Greenspan on Seattle.

Rakesh Bhandari bhandari at phoenix.Princeton.EDU
Sat Jan 29 14:43:49 PST 2000


Just want to note that I have received Jim O'Connor's note. Hate to disagree with him.

Some simple replies.

1. The following seems to me to be a fallacy of composition:

"This means that for world economy to grow at any given annual rate, say, two percent, world exports must grow at an increasing rate."

2. I think I have already made the same point about the threat of social protection being used as a weapon to win more concessions for exports and TRIM-TRIP like regulations for US capital. That is why I called the AFL-CIO junior imperialists, and Hoffa Clinton's proletariat bodyguard.

Haven't I raised this problem already:

"China is Boeings' biggest customer, and China demands local content rules which Boeing hates, hence Seattle was symbolically the right place, for the deadlock between North and South, within the North, within the South (many divisions here), on the one hand, and deadlock between US organized labor and "civil society" vs WTO, on the other hand."

3. While trade grows due to the continuing development of an intl division of labor--one that tends to suit the most advanced countries--such structural change tends to be less dramatic than before. It ony seems otherwise due to the slowdown in gross world product.

Giusanni's point is that the structural change and epochal significance associated with globalisation, spurred on by the internet, is a myth: Gross World Product is stagnant, and we are sufferering through a protracted crisis from which there has not yet been an exit.

So I disagree with:

"All he's saying is that world GDP growth has been slow while world trade growth has been fast. Agreed. But why, is the question. Your man doesn't offer a theory, rather an attempt to explain the trade/GDP growth ratio as some kind of statistical illusion."

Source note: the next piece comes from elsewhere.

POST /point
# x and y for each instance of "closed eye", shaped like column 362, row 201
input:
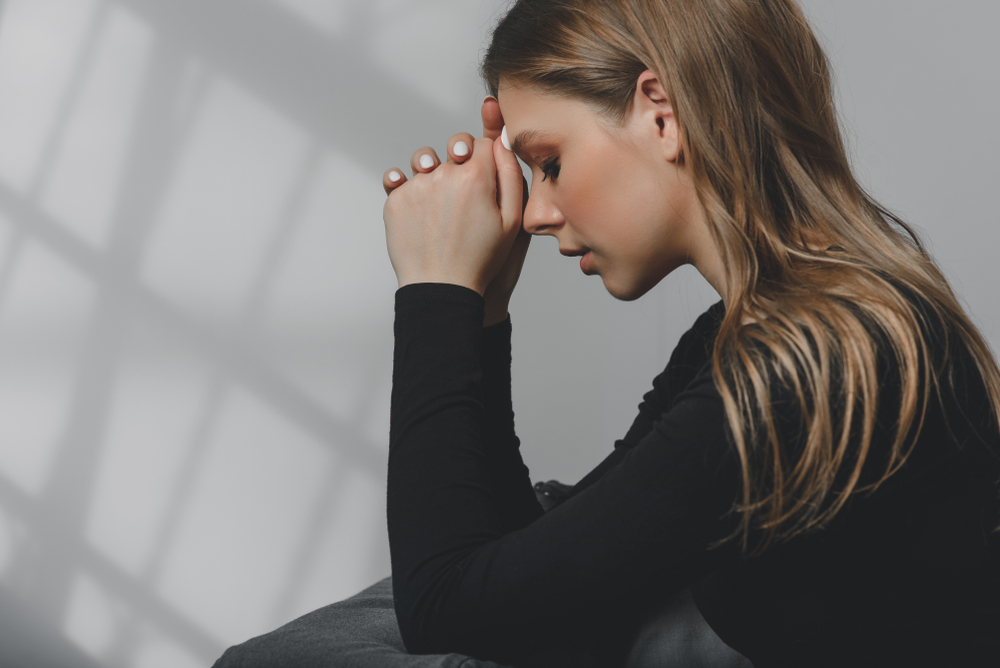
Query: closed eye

His point is actually that a new structure of accumulation, based on the possibilities of globalisation itself an oppty afforded by new techs, is an illusion.

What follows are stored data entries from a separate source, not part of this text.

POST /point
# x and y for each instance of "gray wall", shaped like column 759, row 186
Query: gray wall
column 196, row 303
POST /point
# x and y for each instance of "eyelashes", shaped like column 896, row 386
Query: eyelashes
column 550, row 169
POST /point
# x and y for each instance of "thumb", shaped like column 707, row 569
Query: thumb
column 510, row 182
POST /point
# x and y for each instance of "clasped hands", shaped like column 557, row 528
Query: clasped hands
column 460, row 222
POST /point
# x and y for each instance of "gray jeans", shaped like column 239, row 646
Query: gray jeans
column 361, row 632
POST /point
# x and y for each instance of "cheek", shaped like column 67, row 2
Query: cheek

4. How we are to understand the shift from ISI to export oriented development (which is consisent with Hans Singer's ideas as long as exports are sufficiently diversified) I agree is an important problem

5. However, I am persuaded by Jim's concluding argument that there there is intensified global competition of the slaughterous sort (though most of the real action of restructuring remains at 'home'); however, I do not think--to repeat myself-- there is a new golden age structure of accumulation of which globalisation is a structural, if not the pivotal, feature.